Another reason why keeping unstructured data on primary storage creates a problem is global privacy laws and regulations such as the California Consumer Privacy Act, the European Union's GDPR, Japan's Act on Protection of Personal Information and Thailand's Personal Data Protection Act. Compliance isn't optional, and there are significant financial consequences from failing to comply. That means IT organizations must know if there's personally identifiably information (PII) in the unstructured data they're keeping around and what it is.
Unstructured data management tools
The key to managing unstructured data to optimize performance and lower costs is capturing, harvesting, parsing and analyzing the metadata. In some cases, such as PII, that means analyzing the content itself. Several companies have products and services aimed at managing unstructured data and its costs. These products include Aparavi, InfiniteIO, open source iRODs, Komprise, Spectra Logic StorCycle, Starfish Storage and StrongBox Data Solutions StrongLink.

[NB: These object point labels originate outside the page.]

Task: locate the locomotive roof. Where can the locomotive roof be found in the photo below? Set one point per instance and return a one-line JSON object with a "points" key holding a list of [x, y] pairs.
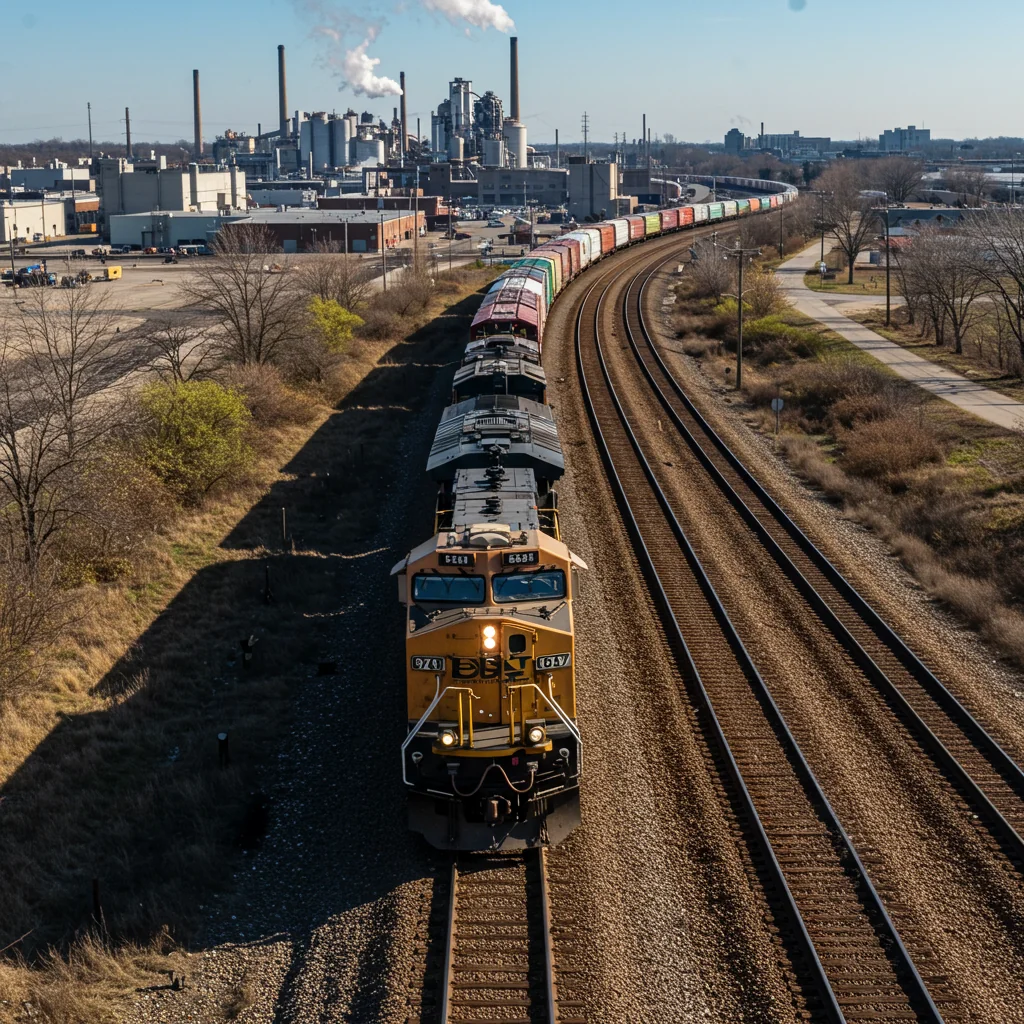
{"points": [[470, 432], [493, 365]]}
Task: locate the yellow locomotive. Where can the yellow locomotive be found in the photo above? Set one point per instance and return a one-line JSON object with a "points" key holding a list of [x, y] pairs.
{"points": [[493, 755]]}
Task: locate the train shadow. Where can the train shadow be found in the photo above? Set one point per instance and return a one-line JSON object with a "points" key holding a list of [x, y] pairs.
{"points": [[137, 818]]}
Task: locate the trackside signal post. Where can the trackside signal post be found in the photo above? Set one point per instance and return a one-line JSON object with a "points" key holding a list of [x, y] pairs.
{"points": [[739, 255]]}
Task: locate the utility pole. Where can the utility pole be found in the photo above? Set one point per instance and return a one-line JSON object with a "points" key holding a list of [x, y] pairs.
{"points": [[739, 255], [888, 283], [822, 219]]}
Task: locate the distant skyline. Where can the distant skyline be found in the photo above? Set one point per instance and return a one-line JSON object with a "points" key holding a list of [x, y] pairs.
{"points": [[846, 70]]}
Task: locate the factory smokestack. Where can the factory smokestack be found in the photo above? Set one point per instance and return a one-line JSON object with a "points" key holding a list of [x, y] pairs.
{"points": [[404, 128], [197, 117], [282, 93], [514, 83]]}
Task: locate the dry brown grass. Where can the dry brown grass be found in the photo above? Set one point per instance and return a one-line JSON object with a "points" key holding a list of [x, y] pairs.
{"points": [[109, 768], [943, 489]]}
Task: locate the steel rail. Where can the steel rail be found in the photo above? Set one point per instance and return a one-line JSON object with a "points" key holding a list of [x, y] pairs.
{"points": [[918, 990], [919, 672]]}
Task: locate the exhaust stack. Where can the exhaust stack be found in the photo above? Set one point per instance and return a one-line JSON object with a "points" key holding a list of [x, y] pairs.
{"points": [[282, 93], [514, 76], [197, 118], [404, 128]]}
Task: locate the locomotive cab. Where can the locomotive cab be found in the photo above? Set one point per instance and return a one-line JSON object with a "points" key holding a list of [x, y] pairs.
{"points": [[492, 759]]}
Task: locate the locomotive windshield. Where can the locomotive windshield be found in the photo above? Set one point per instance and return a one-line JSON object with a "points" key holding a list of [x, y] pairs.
{"points": [[528, 586], [450, 589]]}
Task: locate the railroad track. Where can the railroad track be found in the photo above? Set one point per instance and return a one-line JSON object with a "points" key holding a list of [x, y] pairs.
{"points": [[968, 753], [850, 960], [495, 946]]}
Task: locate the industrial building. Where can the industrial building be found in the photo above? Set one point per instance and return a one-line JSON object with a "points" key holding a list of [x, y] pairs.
{"points": [[297, 230], [593, 188], [134, 187], [176, 227], [26, 218], [909, 139], [469, 127]]}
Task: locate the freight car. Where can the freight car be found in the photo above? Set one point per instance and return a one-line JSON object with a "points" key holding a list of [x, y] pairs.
{"points": [[493, 757]]}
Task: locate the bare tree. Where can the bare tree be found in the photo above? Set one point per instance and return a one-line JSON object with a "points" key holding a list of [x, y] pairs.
{"points": [[184, 348], [969, 182], [709, 269], [945, 268], [899, 177], [333, 274], [848, 211], [255, 303], [65, 372], [999, 235]]}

When unstructured data management is done correctly, everything changes in a good way. Data is moved, archived or deleted from costly primary storage to more cost-effective secondary, cloud or tape storage. The data management software determines where to move it based on the unstructured data's characteristics and performance requirements. Access is maintained either through client software, symbolic links, global namespace or combinations of those.
These intelligent and autonomous data management systems have different ways of accessing and classifying unstructured data. They either mount the file or object storage with administrative privileges (iRODs, Komprise, Spectra Logic, Starfish, StrongBox), sit in the data path looking like a switch (InfiniteIO), or run in the computational systems (Aparavi) capturing the metadata, classifying the content, copying, moving, archiving and deleting data. This reduces the capacity consumed in the primary storage and backup or replicated data in the secondary storage.
How to pick an unstructured data management system
After data is moved from costly primary storage to lower cost storage, it can be easily accessed often without rehydrating the data in the original storage. This is huge. It classifies the data, enables policy-based movement and storage, and it commoditizes storage systems.
Picking the best intelligent or autonomous unstructured data management system for a situation requires knowledge and research. You'll want to answer the following five questions about your requirements and the products you're looking at:
- How much data will be moved or migrated upfront and over time?
- Do you require both metadata and data indexing?
- What levels of scalability and performance are required? Will you need a system that scales into exabytes or will one that goes into low petabytes be sufficient?
- How automated, simple and intuitive do you want the management system to be?
- And, finally, how is each system licensed or subscribed to? Most of them charge per terabyte, though, one goes by the number of cores in the physical or virtual machines where the software runs. This matters for total cost of ownership.
Done right, the total cost of managing unstructured data should be less than the previous approach of not managing it at all.